Der Lübecker Kreuzweg war Ende des 15. Jahrhunderts angelegt worden. Deutschlands wohl ältester Kreuzweg geriet nach der Reformation in Vergessenheit. Seit 1994 wird er wieder jährlich gegangen, seit 2002 in ökumenischer Gemeinsamkeit. Der Kreuzweg ist wie die „Via Dolorosa“ in Jerusalem 1.650 Meter lang und führt von der Jakobi-Kirche in der Altstadt zum sogenannten Jerusalemsberg außerhalb der Innenstadt.
Beim 30. Kreuzweg auf der Halde an der ehemaligen Zeche Prosper Haniel in Bottrop setzte der Essener katholische Bischof Franz-Josef Overbeck die Behandlung des Kremlkritikers Alexej Nawalny mit dem Gerichtsprozess gegen Jesus vor dem römischen Statthalter Pontius Pilatus in Beziehung. „Die Zeiten, in denen wir leben, drängen danach, mehr nach der Wahrheit zu suchen und zugleich auszuhalten, dass sie sich im paradoxen Sinne oft nicht nur einsinnig und eindeutig beantworten lässt“, sagte er. Oftmals werde die Frage nach der Wahrheit daher bewusst verschwiegen, so der Bischof. An dem Kreuzweg nahmen trotz kräftiger Regenschauer rund 800 Menschen teil.
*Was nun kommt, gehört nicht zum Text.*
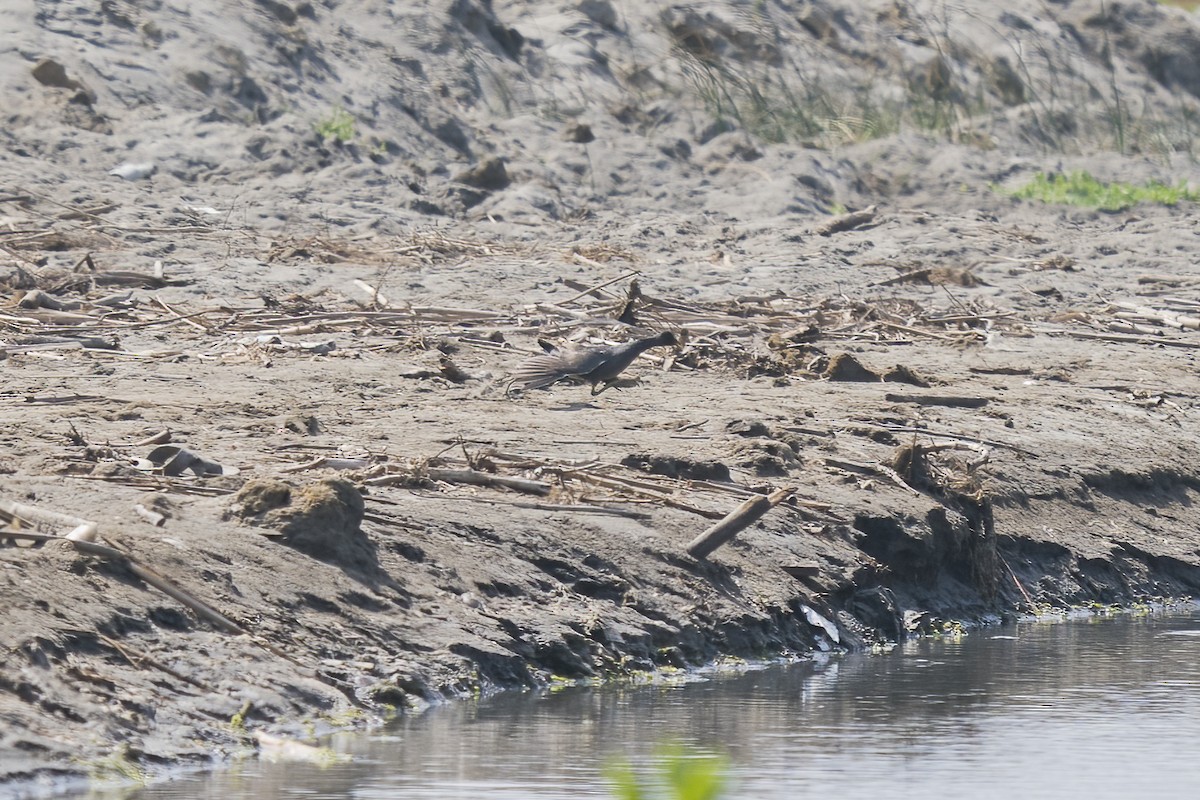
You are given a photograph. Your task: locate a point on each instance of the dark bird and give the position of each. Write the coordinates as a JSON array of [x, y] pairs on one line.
[[597, 365]]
Die Geschichte von Leiden und Tod
Der rund 1.200 Meter lange Stationengang auf der Halde eines alten Steinkohle-Bergbaus besteht seit 1995. Er soll die enge Verbundenheit zwischen Kirche und Bergbau im Ruhrgebiet verdeutlichen. Auf 15 Kupfertafeln ist dort die Geschichte von Leiden und Tod Jesu mit Elementen der Bergbauwelt dargestellt. Der Kreuzweg wurde von der Ordensschwester Tisa von der Schulenburg, dem Oberhausener Künstler Adolf Radecki sowie Auszubildenden des Bergwerks gestaltet.
Auch im unterfränkischen Lohr am Main nahmen viele Menschen bei strömendem Regen an einer Kreuztracht teil. Gut eine Stunde lang wurden 13 lebensgroße Holzfiguren schweigend durch die Gassen der Altstadt getragen, die die Leidensgeschichte Jesu darstellen. Der 1658 erstmals urkundlich erwähnte Umzug gilt als eine der letzten vollständigen Bilderprozessionen in Deutschland. Bis in die 1960er-Jahre hatten die Gläubigen den Zug noch singend und betend begleitet. Seitdem herrscht jedoch Stille während der Prozession.
Auch zur traditionsreichen Kreuztracht im emsländischen Meppen, die seit 1647 begangen wird, fanden sich mehrere Hundert Menschen ein. Ein von der Meppener Kreuzträger-Bruderschaft ausgewählter Mann trug ein schweres Holzkreuz durch die Straßen.